349. Intersection of Two Arrays (Easy) 高频
Given two arrays, write a function to compute their intersection.
Example:
Givennums1=[1, 2, 2, 1],nums2=[2, 2], return[2].
Note:
- Each element in the result must be unique.
- The result can be in any order.
Solution 1: HastSet O(m + n); O(min(m, n))
public int[] intersection(int[] nums1, int[] nums2) {
Set<Integer> set = new HashSet<>();
Set<Integer> intersect = new HashSet<>(); //这个hashset也是必须的,对结果去重
for (int i = 0; i < nums1.length; i++) {
set.add(nums1[i]);
}
for (int i = 0; i < nums2.length; i++) {
if (set.contains(nums2[i])) {
intersect.add(nums2[i]);
}
}
int[] result = new int[intersect.size()];
int i = 0;
for (Integer num : intersect) {
result[i++] = num;
}
return result;
}
Solution 2: sort + Two Pointers O(m log m + n log n); O(min(m, n))

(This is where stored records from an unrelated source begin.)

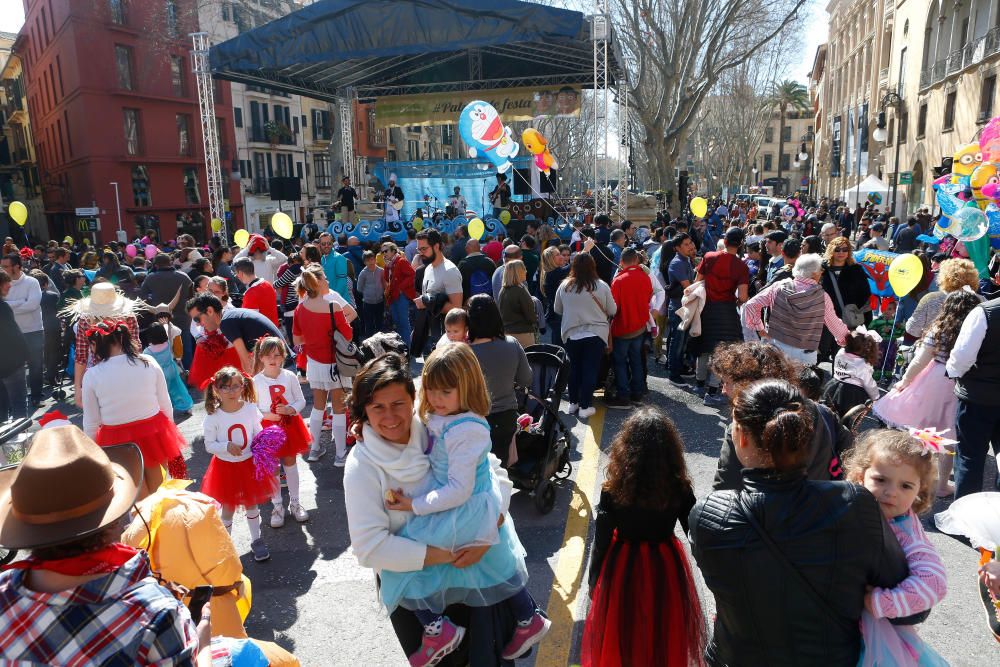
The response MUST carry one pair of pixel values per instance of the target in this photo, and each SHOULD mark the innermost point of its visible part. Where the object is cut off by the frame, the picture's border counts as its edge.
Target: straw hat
(66, 488)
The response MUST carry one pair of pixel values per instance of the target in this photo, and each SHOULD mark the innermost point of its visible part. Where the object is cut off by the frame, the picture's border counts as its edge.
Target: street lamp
(880, 135)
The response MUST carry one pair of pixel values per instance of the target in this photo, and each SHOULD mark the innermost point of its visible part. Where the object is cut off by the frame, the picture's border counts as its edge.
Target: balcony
(958, 60)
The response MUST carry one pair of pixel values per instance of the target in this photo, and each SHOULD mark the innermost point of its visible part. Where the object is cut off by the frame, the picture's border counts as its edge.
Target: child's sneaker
(434, 648)
(526, 636)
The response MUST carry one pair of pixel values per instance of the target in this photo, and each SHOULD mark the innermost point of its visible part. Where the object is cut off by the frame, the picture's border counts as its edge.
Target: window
(132, 134)
(191, 186)
(123, 62)
(140, 186)
(177, 75)
(117, 8)
(321, 164)
(183, 134)
(986, 95)
(171, 11)
(949, 112)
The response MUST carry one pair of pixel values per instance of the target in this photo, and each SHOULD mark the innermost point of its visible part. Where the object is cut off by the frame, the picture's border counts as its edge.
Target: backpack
(480, 282)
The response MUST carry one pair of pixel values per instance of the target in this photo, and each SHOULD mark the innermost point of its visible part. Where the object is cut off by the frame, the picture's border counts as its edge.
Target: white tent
(872, 184)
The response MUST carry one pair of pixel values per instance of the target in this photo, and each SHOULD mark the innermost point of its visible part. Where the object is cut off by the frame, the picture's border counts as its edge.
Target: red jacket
(260, 296)
(632, 290)
(401, 278)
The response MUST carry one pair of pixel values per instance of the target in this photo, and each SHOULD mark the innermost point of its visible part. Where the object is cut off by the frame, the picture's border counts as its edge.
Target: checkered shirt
(123, 618)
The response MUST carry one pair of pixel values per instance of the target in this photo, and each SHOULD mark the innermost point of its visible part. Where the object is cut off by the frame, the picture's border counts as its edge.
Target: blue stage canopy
(381, 48)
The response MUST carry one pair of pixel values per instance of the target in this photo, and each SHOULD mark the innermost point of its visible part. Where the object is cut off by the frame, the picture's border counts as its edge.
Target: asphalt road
(314, 599)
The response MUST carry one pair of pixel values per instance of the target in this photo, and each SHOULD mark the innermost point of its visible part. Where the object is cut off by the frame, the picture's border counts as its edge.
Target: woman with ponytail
(788, 559)
(125, 399)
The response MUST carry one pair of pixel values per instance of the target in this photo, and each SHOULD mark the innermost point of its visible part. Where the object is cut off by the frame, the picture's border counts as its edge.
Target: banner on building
(835, 147)
(444, 108)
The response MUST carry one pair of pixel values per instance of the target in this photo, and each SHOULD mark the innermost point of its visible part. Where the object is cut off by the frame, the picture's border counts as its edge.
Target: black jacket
(832, 532)
(830, 440)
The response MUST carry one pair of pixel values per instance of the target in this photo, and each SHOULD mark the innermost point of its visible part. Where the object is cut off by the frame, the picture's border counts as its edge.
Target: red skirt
(645, 609)
(157, 437)
(297, 437)
(205, 364)
(235, 484)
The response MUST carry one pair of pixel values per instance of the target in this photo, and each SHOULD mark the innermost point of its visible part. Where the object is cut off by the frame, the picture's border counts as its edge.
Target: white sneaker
(298, 512)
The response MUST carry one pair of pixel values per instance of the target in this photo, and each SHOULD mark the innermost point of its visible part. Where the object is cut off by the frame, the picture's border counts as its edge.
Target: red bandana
(102, 561)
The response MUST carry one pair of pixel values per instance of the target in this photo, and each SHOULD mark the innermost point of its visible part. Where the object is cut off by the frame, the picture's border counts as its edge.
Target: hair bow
(864, 331)
(932, 439)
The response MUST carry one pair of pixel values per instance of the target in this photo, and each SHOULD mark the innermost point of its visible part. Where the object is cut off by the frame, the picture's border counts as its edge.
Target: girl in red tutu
(280, 400)
(125, 399)
(644, 608)
(232, 478)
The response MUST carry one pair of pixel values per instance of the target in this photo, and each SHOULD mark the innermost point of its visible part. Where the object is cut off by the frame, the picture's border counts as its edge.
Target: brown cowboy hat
(66, 488)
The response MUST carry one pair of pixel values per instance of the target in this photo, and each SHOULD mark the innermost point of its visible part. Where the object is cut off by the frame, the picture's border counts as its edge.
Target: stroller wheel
(545, 497)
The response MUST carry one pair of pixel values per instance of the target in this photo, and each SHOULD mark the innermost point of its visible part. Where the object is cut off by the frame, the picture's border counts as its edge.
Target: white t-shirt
(117, 391)
(239, 427)
(285, 385)
(443, 278)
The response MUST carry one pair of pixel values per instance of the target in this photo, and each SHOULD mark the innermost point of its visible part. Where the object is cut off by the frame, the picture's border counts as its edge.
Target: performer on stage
(500, 195)
(347, 196)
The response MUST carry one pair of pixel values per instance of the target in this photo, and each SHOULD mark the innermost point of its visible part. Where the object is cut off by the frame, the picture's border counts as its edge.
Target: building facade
(115, 118)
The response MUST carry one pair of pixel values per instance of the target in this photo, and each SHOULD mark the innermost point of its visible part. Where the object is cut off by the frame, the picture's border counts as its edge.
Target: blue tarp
(387, 47)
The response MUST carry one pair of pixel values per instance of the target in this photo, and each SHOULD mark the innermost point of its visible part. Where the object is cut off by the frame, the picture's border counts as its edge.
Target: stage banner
(444, 108)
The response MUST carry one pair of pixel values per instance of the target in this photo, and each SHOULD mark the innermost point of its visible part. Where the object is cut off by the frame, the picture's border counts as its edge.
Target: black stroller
(543, 449)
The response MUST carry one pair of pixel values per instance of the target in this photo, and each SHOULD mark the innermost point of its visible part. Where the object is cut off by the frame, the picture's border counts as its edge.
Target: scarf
(102, 561)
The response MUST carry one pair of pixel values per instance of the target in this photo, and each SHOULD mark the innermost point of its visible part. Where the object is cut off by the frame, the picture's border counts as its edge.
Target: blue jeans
(584, 364)
(675, 348)
(399, 310)
(36, 358)
(627, 355)
(977, 426)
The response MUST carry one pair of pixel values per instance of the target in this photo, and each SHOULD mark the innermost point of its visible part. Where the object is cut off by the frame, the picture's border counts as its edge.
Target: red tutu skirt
(645, 609)
(297, 437)
(205, 363)
(157, 437)
(235, 484)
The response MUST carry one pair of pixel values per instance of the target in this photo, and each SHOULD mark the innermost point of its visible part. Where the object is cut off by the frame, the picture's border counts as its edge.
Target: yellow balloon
(904, 274)
(282, 225)
(476, 228)
(19, 212)
(699, 207)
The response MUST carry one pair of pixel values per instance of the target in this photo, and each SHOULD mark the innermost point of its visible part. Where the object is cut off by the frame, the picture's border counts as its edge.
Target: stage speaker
(285, 188)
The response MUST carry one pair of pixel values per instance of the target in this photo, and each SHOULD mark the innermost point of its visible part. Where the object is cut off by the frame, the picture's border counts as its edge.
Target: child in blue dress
(461, 510)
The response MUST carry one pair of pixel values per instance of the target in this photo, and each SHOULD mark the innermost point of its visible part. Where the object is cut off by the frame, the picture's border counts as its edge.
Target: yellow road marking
(567, 585)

public int[] intersection(int[] nums1, int[] nums2) {
Set<Integer> set = new HashSet<>();
Arrays.sort(nums1);
Arrays.sort(nums2);
int i = 0;
int j = 0;
while (i < nums1.length && j < nums2.length) {
if (nums1[i] < nums2[j]) {
i++;
} else if (nums1[i] > nums2[j]) {
j++;
} else {
set.add(nums1[i]);
i++;
j++;
}
}
int[] result = new int[set.size()];
int k = 0;
for (Integer num : set) {
result[k++] = num;
}
return result;
}
Solution 3: sort + Binary Search O(n log n); O(min(m, n))
public int[] intersection(int[] nums1, int[] nums2) {
Set<Integer> set = new HashSet<>();
Arrays.sort(nums2);
for (Integer num : nums1) {
if (binarySearch(nums2, num)) {
set.add(num);
}
}
int i = 0;
int[] result = new int[set.size()];
for (Integer num : set) {
result[i++] = num;
}
return result;
}
public boolean binarySearch(int[] nums, int target) {
int low = 0;
int high = nums.length - 1;
while (low <= high) {
int mid = low + (high - low) / 2;
if (nums[mid] == target) {
return true;
}
if (nums[mid] > target) {
high = mid - 1;
} else {
low = mid + 1;
}
}
return false;
}
Follow Up:
1.给的数组是已经排好序的,求其交集。重复元素可以选择只保留一个。
Two Pointers + HashSet O(m+n); O(min(m, n))
public int[] intersection(int[] nums1, int[] nums2) {
Set<Integer> set = new HashSet<>();
int i = 0;
int j = 0;
while (i < nums1.length && j < nums2.length) {
if (nums1[i] < nums2[j]) {
i++;
} else if (nums1[i] > nums2[j]) {
j++;
} else {
set.add(nums1[i]);
i++;
j++;
}
}
int[] result = new int[set.size()];
int k = 0;
for (Integer num : set) {
result[k++] = num;
}
return result;
}
对于一个数组远大于另一个的情况,如何降低复杂度。
假设n远大于m,那遍历nums1,对nums2进行二分搜索。
Binary Search O(mlogn); O(min(m, n))
public int[] intersection(int[] nums1, int[] nums2) {
Set<Integer> set = new HashSet<>();
for (Integer num : nums1) { //O(m)
if (binarySearch(nums2, num)) { //O(logn)
set.add(num);
}
}
int i = 0;
int[] result = new int[set.size()];
for (Integer num : set) {
result[i++] = num;
}
return result;
}
public boolean binarySearch(int[] nums, int target) {
int low = 0;
int high = nums.length - 1;
while (low <= high) {
int mid = low + (high - low) / 2;
if (nums[mid] == target) {
return true;
}
if (nums[mid] > target) {
high = mid - 1;
} else {
low = mid + 1;
}
}
return false;
}